Evaluation of A-site cation-deficient (Ba0.5Sr0.5)1−xCo0.8Fe0.2O3−δ (x > 0) perovskite as a solid-oxide fuel cell cathode

A-site cation-deficient (Ba0.5Sr0.5)1−xCo0.8Fe0.2O3−δ ((BS)1−xCF) oxides were synthesized and evaluated as cathode materials for intermediate-temperature solid-oxide fuel cells (ITSOFCs). The material's thermal expansion coefficient, electrical conductivity, oxygen desorption property, and electrocatalytic activity were measured. A decrease in both the electronic conductivity and the thermal expansion coefficient was observed for increasing values of the stoichiometric coefficient, x.

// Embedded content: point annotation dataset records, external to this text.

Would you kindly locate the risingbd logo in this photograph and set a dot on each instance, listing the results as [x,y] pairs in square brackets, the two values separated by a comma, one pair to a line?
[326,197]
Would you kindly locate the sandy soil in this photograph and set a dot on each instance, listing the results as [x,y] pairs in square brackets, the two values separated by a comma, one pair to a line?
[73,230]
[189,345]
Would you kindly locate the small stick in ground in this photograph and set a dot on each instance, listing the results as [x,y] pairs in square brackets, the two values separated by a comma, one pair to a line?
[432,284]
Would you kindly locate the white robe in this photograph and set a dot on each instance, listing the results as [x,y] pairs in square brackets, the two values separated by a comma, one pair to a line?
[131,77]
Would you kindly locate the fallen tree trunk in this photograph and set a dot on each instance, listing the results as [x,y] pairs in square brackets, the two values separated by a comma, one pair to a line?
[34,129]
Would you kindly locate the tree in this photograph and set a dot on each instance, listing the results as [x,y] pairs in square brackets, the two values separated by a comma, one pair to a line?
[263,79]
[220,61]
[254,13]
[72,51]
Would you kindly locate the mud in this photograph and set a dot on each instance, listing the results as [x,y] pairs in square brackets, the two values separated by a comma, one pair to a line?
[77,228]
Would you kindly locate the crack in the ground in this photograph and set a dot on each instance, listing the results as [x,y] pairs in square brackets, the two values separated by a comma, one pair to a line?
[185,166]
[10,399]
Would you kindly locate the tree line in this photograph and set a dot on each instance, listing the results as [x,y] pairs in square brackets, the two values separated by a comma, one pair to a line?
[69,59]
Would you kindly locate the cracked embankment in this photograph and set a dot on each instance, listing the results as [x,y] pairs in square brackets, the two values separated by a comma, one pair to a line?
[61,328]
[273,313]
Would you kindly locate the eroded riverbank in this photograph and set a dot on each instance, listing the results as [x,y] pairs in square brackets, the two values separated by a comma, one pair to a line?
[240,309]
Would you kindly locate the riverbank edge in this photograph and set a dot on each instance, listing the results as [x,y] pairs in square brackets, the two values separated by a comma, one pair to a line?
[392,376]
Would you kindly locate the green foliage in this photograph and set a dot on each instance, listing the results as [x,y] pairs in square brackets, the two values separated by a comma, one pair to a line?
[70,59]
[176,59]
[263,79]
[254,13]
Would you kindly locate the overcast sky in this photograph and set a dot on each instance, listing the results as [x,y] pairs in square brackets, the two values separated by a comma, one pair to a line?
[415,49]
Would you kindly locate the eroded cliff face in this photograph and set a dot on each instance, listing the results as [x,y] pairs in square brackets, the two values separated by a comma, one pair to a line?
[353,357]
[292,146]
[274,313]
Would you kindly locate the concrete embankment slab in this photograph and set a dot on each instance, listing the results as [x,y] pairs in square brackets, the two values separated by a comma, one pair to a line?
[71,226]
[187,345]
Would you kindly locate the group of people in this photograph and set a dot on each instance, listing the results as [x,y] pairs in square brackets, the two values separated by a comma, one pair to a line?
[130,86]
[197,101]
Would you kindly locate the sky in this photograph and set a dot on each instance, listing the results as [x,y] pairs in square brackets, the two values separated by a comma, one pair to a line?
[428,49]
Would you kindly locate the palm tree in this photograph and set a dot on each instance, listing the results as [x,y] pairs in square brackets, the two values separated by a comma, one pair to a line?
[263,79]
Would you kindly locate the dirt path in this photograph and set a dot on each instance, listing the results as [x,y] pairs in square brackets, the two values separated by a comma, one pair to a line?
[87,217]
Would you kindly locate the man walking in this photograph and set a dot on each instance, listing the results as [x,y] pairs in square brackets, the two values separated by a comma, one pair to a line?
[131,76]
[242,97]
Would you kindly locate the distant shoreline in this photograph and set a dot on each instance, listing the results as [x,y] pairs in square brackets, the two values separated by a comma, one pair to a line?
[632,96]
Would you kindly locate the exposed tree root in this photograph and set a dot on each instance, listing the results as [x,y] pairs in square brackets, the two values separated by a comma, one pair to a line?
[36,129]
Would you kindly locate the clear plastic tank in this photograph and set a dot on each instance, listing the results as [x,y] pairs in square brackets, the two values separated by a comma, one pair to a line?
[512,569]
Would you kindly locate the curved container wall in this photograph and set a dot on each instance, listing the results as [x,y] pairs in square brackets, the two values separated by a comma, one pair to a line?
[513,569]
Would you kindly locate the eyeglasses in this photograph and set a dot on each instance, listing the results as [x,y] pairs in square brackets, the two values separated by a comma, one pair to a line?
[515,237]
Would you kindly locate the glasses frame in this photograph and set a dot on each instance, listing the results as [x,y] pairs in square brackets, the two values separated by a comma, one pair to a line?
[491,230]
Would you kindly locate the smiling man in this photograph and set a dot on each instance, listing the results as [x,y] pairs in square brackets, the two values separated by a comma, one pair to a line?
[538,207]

This effect was attributed to the creation of additional oxygen vacancies, the suppression of variation in the oxidation states of cobalt and iron, and the suppression of the spin-state transitions of cobalt ions. The increase in A-site cation deficiency resulted in a steady increase in cathode polarization resistance, because impurities formed at the cathode/electrolyte interface, reducing the electronic conductivity. A single SOFC equipped with a BS0.97CF cathode exhibited peak power densities of 694 and 893 mW cm−2 at 600 and 650 °C, respectively, and these results were comparable with those obtained with a Ba0.5Sr0.5Co0.8Fe0.2O3−δ cathode. Slightly A-site cation-deficient (BS)1−xCF oxides were still highly promising cathodes for reduced temperature SOFCs.